The proposed new definition also refers to related environmental, health, social and labour matters and ‘any latent or other impact thereto’.
The term ‘owner’ is redefined to encompass the holder of mining rights and permits along with ‘works’-related activities, reports Legalbrief Policy Watch.
Formal Health and Safety training
The draft Bill also seeks to place an obligation on employers to prioritise the provision of ‘formal’ health and safety training at South Africa’s mines. In the context of training, the term ‘formal’ refers to structure and assessment.
With that in mind, clause 7 of the draft Bill proposes removing the term ‘reasonably practical’ from section 10 of the Act.

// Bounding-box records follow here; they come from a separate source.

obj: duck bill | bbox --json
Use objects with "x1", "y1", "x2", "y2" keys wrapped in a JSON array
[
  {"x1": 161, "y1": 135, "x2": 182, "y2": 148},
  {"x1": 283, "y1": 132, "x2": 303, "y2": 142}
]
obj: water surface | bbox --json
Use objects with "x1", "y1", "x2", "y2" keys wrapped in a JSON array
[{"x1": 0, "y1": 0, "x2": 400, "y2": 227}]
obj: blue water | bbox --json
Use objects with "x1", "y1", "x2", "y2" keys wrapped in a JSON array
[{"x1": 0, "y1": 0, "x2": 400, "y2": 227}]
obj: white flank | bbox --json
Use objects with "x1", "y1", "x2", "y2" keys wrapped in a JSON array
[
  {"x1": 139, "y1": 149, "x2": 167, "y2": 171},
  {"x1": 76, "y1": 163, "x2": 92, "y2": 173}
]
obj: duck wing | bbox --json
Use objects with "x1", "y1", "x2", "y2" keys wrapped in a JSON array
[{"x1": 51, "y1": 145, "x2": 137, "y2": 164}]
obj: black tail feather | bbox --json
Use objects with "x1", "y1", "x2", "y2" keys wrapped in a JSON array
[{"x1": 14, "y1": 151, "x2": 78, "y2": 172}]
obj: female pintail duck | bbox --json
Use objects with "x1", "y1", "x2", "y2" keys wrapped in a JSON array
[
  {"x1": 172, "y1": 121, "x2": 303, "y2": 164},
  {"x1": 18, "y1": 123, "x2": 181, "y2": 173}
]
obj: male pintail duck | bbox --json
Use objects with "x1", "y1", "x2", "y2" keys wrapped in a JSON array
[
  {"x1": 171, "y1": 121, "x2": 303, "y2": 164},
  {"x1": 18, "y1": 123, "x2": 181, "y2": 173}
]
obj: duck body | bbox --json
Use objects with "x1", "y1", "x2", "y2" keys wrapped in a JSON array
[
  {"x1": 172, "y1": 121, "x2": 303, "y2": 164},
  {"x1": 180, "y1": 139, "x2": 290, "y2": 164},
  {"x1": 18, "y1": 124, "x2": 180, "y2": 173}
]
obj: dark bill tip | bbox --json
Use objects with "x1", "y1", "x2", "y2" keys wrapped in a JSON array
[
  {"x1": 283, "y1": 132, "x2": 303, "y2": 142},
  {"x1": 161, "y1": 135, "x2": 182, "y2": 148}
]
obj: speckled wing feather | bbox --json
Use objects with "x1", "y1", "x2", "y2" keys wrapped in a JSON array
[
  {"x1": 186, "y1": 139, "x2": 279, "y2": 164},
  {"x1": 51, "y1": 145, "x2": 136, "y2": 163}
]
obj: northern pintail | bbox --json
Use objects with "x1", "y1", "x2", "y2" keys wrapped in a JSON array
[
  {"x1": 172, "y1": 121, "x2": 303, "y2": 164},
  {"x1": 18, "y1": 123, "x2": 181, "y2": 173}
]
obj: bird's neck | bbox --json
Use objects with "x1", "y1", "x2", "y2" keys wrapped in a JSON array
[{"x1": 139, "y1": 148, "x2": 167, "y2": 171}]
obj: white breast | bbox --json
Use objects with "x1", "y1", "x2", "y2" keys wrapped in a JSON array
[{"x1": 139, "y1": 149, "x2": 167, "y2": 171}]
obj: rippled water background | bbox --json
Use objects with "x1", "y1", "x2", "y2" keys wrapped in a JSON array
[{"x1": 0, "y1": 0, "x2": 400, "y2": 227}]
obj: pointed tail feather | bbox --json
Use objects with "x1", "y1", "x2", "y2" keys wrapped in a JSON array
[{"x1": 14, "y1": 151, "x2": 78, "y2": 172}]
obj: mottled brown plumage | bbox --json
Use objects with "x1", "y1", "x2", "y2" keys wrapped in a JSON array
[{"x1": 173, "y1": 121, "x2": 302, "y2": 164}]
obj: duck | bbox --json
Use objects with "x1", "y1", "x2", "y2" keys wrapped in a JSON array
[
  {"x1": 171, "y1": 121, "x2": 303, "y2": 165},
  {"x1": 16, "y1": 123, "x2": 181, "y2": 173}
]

Related to this, clause 6 seeks to amend section 7 (staffing a mine with due regard to health and safety) with the aim of making the employer who appoints a contractor ‘ultimately responsible’ for compliance with the Act.
Regarding an employer’s obligations in respect of investigating and reporting on accidents, deaths, serious injuries, serious illnesses and health-threatening occurrences, the draft Bill proposes the insertion of a new sub-section under section 11 of the Act.
Replacing sub-sections (5), (5A), (5B), 6, 7 and 8 of section 11, the proposed new provisions spell out procedures currently dealt with in far less detail.
Occupational Health issues
Other issues addressed in the proposed amendments include the employment of occupational health practitioners; declaring an employee ‘unfit to work’ and that employee’s right to appeal such a decision (section 17 of the Act dealing with exit certificates); disputes over a declaration of unfitness to work (section 20 of the Act); and the right to appeal a decision made by the Chief Inspector of Mines (section 57).
In this regard, it is proposed that no person should approach the Labour Court regarding an administrative decision by the Chief Inspector of Mines until he/she has exhausted the appeal process provided for in the Act.
Regarding institutional arrangements, clause 16 of the draft Bill seeks to make provision under section 43 of the Act (Mine Health and Safety Council) for an administrative fund not only for the payment of fines imposed by the Principal Inspector of Mines, but also – at the Minister’s discretion – for the promotion of health and safety across the industry.
Appointment of Inspectors
Amendments aimed at strengthening section 47 of the Act (the inspectorate) are also proposed, seeking to provide for the appointment of a Principal Inspector of Mines for each region and the appointment of a Medical Inspector, as well as the Minister’s obligations in their regard.
With that in mind, consequential amendments to section 49 of the Act (functions of the Chief Inspector of Mines) are proposed including the repeal of sections 49A (financial and judicial management) and 49B (cooperative governance).
On penalties, the draft Bill proposes that section 92 of the Act should be amended to provide for offences on the part of ‘an employer who is a company ‘not exceeding 10% of the company’s annual turnover for the period during which … (it) has failed to comply with the relevant provision, or to imprisonment not exceeding ten years’.
Schedule 8 of the Act sets out penalties for offences committed by any person not deemed to be ‘an employer who is a company’.
According to a memorandum on the objects of the proposed new statute, it is ‘of high priority’ not only to the Department of Mineral Resources, but to government in general.
Reference is made to the ‘urgent need to improve health and safety standards in order to curb the high number of fatalities the industry is currently experiencing’ as well as the incidence of occupational diseases among employees.
Comment on the draft Bill has been invited for a period of 60 working days.
Source; Pam Saxby for Legalbrief Policy Watch.